An Attempt to Revive Marx’s Workers’ Inquiry

A Review of Workers’ Inquiry and Global Class Struggle

by Brian Hioe

語言:
English
Photo Credit: Book Cover

WORKERS’ INQUIRY and Global Class Struggle: Strategies, Tactics, Objectives, edited by Robert Ovetz, is an ambitious book. 

The book aspires to revive the practice of “workers’ inquiry,” as seen in the works of Marx and other socialist thinkers, as a means of allowing workers to examine their material conditions for a better understanding of how they might overcome. The introduction of the book positions this alongside attempts to understand the choke points of global capital, as points of leverage for workers in collective mobilization. 

As such, the book takes a look at a number of global contexts, in the interests of providing for greater self-understanding by workers. The majority of these quick glimpses into various global organizations are academic, though the aim is to learn lessons from each where they provide lessons for the global workers’ movement. 

Countries thus examined include Argentina, Turkey, the US, the UK, Italy, Mexico, China, South Africa, and India. There has been a clear attempt to avoid being Eurocentric, or focusing only on Anglophone contexts, though obviously, the purview of any single book is limited. 

While the book’s attempt to examine a wide span of contexts is admirable, it is less clear how these different contexts relate to each other. Examining workers’ struggles on a country-by-country basis may be useful, but it is not always clear how these contexts act on each other, or could affect each other. Rather, the book seems to show that each context provides some lessons, whether that be with regards to successful or unsuccessful tactics or forms of organization, or patterns of state response. 

Photo credit: steve lyon/WikiCommons/CC

Likewise, some chapters in the book do not mesh fully with the others, due to the authors operating off of different theoretical frameworks or different points of emphasis. The chapter on Italy focuses on race and gender much more strongly than other chapters, for example, while the chapter on Mexico varies from the primarily social science-based approach of the others due to drawing heavily on Hardt and Negri’s theories of the multitude. 

It is not always clear how to fit these different chapters together, or how to integrate them, then. Indeed, it may be Ovetz’ own contribution to the book, a chapter on teacher’s unions in the US, that most seems to fulfill the aims that the book sets out to do—Ovetz is interested in the question of what the most effective time for unions to threaten a strike is, and his findings can offer valuable lessons to unions across the world. 

By contrast, one sometimes gets a glimpse of local conditions in a specific location from the other chapters, but does not always have any takeaway that is generalizable to workers’ struggles writ large. This is the main shortcoming of the book.

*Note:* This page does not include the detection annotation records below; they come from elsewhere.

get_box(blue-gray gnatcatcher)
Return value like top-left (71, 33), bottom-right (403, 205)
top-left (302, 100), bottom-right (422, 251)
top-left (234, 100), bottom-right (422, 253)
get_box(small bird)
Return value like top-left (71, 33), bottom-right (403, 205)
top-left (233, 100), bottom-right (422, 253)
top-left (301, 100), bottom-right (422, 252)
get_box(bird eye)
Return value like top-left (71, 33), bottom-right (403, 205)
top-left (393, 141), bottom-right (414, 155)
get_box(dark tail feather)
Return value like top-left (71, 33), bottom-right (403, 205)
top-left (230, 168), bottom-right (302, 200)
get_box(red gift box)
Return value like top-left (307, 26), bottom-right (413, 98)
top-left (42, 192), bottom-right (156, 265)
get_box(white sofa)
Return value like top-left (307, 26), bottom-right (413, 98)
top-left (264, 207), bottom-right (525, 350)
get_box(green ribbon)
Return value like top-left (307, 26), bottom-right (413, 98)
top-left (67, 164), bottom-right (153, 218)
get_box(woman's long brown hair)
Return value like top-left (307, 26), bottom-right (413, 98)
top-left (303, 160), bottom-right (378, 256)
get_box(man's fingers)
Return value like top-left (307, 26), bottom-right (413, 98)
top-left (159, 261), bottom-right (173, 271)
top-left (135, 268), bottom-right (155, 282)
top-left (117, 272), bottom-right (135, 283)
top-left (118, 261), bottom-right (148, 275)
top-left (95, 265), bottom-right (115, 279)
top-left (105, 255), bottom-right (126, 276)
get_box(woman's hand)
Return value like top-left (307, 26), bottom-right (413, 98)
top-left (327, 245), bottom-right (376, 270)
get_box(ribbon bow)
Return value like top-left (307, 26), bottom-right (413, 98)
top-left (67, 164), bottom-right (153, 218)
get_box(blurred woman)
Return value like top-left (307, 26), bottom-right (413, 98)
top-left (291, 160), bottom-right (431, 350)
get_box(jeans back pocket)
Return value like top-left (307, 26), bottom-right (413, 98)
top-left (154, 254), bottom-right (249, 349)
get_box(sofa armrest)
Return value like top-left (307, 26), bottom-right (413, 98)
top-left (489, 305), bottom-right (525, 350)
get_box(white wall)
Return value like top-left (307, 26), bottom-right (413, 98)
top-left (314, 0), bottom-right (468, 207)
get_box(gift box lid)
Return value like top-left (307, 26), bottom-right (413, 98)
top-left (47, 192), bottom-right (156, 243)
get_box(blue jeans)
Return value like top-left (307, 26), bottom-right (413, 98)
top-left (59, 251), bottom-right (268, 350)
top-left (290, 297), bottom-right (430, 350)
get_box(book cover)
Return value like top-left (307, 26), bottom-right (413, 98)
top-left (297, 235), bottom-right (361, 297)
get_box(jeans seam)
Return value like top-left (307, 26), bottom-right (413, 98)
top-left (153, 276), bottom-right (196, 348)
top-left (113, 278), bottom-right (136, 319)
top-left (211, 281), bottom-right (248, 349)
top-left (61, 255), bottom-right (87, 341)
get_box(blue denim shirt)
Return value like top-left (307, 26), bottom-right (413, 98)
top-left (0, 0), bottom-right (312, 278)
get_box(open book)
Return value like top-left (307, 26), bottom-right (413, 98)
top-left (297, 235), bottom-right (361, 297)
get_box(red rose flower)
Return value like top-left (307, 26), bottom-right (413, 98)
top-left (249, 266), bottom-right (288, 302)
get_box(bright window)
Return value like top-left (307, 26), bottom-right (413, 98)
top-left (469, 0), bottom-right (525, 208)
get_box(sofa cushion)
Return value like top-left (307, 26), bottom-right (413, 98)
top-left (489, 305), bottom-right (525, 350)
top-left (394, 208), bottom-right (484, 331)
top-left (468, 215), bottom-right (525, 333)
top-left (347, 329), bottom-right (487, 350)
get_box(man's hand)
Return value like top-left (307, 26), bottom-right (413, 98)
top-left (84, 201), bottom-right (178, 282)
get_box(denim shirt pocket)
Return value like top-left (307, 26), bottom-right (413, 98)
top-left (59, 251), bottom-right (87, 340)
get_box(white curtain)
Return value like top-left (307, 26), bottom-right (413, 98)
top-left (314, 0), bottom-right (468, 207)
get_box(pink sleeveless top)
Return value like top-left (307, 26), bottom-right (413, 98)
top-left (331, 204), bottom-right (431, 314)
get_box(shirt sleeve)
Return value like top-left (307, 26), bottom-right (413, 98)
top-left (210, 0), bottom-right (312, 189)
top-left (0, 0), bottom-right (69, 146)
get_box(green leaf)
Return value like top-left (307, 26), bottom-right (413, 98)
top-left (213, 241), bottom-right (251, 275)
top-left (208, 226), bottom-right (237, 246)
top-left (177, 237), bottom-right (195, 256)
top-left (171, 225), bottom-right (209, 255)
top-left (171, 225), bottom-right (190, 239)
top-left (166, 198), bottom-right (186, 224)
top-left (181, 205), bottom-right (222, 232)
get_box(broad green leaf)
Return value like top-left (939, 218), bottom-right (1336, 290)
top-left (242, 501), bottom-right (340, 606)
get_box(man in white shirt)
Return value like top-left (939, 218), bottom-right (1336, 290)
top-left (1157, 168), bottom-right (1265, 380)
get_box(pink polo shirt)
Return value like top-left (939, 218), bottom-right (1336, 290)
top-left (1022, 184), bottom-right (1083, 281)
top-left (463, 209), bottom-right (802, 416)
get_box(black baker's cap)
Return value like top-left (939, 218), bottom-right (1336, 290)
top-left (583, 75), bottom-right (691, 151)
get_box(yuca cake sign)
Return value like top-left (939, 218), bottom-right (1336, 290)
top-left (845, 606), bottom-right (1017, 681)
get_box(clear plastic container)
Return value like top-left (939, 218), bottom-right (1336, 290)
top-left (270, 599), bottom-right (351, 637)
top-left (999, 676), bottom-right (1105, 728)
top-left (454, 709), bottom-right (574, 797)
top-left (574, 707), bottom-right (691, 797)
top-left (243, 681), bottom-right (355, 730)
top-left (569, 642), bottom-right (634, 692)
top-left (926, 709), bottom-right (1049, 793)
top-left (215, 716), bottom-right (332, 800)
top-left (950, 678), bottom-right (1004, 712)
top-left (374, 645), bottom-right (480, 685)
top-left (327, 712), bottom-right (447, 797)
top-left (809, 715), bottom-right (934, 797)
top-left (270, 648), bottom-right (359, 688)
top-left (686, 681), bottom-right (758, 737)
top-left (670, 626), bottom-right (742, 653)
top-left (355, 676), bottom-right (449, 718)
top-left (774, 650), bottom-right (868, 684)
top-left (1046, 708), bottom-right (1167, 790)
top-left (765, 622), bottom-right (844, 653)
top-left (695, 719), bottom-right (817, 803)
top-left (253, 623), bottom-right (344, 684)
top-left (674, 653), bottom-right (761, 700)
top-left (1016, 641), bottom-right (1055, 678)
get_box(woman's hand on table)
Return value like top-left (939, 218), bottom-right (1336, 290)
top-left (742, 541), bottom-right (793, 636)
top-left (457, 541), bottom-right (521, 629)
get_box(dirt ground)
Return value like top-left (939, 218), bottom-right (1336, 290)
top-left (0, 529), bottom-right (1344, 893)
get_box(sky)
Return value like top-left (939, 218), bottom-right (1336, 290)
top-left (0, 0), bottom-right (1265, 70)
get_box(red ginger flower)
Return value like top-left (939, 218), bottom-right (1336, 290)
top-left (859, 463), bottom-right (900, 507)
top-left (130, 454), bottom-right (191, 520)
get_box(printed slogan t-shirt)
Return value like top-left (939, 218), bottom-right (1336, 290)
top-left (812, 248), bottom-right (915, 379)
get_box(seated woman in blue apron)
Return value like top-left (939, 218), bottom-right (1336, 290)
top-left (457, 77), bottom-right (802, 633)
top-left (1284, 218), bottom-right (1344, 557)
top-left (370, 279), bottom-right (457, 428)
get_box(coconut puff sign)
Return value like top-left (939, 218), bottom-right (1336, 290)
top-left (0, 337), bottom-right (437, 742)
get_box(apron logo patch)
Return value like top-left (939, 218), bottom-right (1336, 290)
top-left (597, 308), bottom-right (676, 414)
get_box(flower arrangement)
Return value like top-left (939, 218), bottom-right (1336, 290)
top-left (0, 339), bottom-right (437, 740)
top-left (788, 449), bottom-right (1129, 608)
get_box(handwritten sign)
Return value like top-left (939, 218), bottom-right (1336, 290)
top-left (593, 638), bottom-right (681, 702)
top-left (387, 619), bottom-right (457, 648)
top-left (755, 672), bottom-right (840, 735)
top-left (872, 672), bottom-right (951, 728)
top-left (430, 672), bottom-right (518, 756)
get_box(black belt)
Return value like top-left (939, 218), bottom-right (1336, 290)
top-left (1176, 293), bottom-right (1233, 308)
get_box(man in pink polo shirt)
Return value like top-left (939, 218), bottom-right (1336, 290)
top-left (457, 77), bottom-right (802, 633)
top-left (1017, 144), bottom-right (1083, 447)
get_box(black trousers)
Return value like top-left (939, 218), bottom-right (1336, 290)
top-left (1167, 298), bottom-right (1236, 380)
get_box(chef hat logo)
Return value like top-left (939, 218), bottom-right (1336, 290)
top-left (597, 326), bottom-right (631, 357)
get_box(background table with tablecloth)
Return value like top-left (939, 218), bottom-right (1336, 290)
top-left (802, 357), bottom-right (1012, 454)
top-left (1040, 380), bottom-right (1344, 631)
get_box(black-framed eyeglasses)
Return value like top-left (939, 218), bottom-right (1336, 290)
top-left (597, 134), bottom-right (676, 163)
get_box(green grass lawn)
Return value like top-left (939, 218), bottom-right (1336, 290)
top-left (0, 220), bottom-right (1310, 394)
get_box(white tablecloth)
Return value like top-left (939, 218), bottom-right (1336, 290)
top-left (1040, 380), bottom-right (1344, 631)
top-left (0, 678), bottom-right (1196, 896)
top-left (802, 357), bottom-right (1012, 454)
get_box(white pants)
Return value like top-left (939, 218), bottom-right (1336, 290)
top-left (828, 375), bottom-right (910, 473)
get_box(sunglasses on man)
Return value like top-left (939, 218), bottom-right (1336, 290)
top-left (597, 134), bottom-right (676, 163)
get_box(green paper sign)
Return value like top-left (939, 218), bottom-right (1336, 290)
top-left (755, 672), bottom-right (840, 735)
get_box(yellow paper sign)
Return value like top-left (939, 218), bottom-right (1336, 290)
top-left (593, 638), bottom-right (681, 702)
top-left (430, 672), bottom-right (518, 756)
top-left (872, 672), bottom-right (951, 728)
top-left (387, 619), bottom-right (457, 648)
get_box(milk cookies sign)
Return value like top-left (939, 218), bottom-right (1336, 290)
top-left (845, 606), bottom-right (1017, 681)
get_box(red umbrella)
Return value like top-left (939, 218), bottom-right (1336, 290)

It may be best to think of Workers’ Inquiry and Global Class Struggle as an attempt to revitalize the practice of workers’ inquiry that it describes then, as an initial contribution in this vein. If the book has further follow-up, aimed at fleshing out conditions in other parts of the world and allowing for the self-education of workers by learning from other contexts, this could be quite valuable to the global workers’ movement. In this respect, it is also to be hoped that future volumes could provide for a more integrated analysis of disparate global contexts, so that they can be understood relative to each other rather than simply on a country-by-country basis. However, at the same time, even if the book wishes to push for an approach it traces back to Marx and labels “workers’ inquiry,” it is still abstract what this means, outside of the broad parameters of allowing workers to better understand global labor conditions or share tactics. 

After all, the problems facing workers worldwide ultimately return to global capital and so cannot be solved country-by-country. Rather, they are issues that demand internationalist solutions. Efforts to think through such internationalist solutions are highly welcome, as well as necessary, at this juncture in world history, but they cannot in themselves reflect murky thinking about global capital that hones in on the conditions of one country—to the exclusion of larger frameworks of analysis that shed light on the many modalities of global capitalism.